The operating room places additional demands on nurses. They can work long hours – a nurse on the transplant service, for example, could work all day and then have to work all night. They rotate onto disaster teams that camp out at the hospital during hurricanes or other emergencies.

They must also take call, which means being able to get to the hospital within 30 minutes of being paged – and that touches on the regional issue of affordable housing.

“That's becoming difficult, to find people who can afford to live within that 30-minute radius of the hospital for call,” McEachern said. Administrators have started to consider creating call rooms within the hospital for people to rest while on call.

In the meantime, with this new clinical placement, about 90 students each semester are being exposed to operating room nursing.

“There are so many opportunities in nursing. What’s great about this experience is it opens them up to different opportunities,” said Reibel, who coaches the students to particularly observe how the interprofessional team within the OR works together.

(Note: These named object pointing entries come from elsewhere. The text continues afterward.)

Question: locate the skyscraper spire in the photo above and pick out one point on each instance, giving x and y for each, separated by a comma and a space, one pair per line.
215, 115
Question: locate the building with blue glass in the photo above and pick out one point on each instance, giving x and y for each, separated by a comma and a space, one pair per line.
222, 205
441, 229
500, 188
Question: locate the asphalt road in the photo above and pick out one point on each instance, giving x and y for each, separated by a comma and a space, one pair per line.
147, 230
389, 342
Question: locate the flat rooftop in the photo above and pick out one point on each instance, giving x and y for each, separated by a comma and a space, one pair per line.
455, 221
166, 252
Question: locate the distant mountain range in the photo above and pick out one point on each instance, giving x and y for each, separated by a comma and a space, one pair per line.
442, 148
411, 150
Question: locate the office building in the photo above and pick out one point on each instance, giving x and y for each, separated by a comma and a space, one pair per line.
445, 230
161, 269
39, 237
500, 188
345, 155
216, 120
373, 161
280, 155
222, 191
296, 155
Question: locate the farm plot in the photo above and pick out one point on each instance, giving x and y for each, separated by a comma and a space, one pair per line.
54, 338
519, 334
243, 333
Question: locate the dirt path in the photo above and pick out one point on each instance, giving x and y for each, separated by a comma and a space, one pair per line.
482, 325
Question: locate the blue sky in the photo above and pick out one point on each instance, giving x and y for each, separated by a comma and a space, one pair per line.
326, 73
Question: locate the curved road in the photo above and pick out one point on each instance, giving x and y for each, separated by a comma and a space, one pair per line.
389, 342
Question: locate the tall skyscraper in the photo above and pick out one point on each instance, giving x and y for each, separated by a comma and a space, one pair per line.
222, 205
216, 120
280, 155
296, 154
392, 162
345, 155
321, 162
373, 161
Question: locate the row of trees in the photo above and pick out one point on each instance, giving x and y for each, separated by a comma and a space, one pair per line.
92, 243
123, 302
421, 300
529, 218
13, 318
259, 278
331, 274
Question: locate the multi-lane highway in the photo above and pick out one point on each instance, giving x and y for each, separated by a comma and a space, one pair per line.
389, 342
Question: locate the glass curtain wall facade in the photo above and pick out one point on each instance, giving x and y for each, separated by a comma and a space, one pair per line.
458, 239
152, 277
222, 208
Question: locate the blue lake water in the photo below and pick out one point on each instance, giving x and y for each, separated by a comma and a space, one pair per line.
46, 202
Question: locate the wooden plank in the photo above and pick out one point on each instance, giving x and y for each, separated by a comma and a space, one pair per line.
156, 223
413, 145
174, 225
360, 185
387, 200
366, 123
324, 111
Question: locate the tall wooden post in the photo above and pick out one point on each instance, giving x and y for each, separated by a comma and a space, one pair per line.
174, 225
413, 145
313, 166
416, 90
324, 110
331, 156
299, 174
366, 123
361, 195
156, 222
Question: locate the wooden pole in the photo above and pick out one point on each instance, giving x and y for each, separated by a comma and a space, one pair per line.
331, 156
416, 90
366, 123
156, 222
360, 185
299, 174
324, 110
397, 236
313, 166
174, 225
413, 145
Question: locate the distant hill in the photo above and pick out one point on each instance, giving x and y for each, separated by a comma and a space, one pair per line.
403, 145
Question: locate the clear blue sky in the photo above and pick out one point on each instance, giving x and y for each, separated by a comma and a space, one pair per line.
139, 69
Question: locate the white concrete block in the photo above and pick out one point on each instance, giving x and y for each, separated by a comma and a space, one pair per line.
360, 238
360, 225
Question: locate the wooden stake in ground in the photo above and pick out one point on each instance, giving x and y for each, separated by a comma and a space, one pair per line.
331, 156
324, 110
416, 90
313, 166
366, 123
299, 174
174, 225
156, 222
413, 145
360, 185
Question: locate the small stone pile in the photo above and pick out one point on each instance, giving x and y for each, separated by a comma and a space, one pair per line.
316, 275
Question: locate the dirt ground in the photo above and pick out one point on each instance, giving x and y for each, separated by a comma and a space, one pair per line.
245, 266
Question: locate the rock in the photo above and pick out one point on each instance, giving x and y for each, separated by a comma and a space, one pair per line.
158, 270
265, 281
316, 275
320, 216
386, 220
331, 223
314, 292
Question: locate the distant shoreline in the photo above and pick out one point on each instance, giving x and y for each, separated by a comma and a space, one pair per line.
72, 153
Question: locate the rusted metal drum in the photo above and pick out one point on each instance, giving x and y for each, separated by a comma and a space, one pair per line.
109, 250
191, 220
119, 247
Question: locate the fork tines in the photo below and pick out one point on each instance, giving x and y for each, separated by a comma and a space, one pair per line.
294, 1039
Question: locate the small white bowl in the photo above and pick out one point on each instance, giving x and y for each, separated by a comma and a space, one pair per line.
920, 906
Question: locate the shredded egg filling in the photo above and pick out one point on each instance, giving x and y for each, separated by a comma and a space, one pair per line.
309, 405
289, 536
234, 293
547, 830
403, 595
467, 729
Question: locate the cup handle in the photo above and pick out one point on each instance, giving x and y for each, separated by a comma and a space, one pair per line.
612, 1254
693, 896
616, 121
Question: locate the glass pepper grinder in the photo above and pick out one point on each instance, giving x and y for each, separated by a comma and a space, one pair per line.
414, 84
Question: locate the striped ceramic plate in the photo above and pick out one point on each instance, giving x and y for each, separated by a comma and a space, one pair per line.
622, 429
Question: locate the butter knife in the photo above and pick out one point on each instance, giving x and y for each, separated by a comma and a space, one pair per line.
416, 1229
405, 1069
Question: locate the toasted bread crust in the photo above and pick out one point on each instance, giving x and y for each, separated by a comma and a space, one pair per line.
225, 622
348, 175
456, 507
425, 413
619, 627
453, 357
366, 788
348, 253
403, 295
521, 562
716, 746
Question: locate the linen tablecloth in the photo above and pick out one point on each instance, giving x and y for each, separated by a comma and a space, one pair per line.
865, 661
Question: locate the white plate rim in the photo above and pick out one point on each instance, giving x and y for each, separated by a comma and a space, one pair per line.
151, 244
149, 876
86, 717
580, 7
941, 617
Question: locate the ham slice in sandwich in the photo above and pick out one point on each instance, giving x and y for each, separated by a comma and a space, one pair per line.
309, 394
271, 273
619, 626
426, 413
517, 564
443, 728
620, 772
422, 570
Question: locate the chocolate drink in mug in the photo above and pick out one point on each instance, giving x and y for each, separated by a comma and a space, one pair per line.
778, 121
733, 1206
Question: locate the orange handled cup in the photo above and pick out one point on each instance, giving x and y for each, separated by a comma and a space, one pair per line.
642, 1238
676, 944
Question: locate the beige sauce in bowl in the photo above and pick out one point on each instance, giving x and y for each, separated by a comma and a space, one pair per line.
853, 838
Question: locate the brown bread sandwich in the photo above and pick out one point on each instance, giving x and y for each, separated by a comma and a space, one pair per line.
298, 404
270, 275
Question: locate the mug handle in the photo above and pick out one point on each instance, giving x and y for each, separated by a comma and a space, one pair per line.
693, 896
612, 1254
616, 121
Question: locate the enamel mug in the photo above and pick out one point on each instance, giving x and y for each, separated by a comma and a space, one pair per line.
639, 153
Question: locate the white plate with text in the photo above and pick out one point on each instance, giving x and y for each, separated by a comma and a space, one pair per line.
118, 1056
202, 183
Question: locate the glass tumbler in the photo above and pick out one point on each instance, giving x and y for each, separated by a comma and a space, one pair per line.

Kinslow, who was already leaning toward the emergency room or trauma care, said the experience strengthened her interest.

“It was honestly, if anything, more affirming that I want to continue down that path of ER, trauma care, wound care, anything of that sort,” she said.

Reibel has heard only positive reactions from students.

“I feel very fortunate that we have this opportunity and developed these relationships with the hospital and the perioperative areas because it is important that students are aware there are other areas they can go into, other than the medical-surgical area,” she said. “So I feel very fortunate and grateful for that. And I know the students do, too.”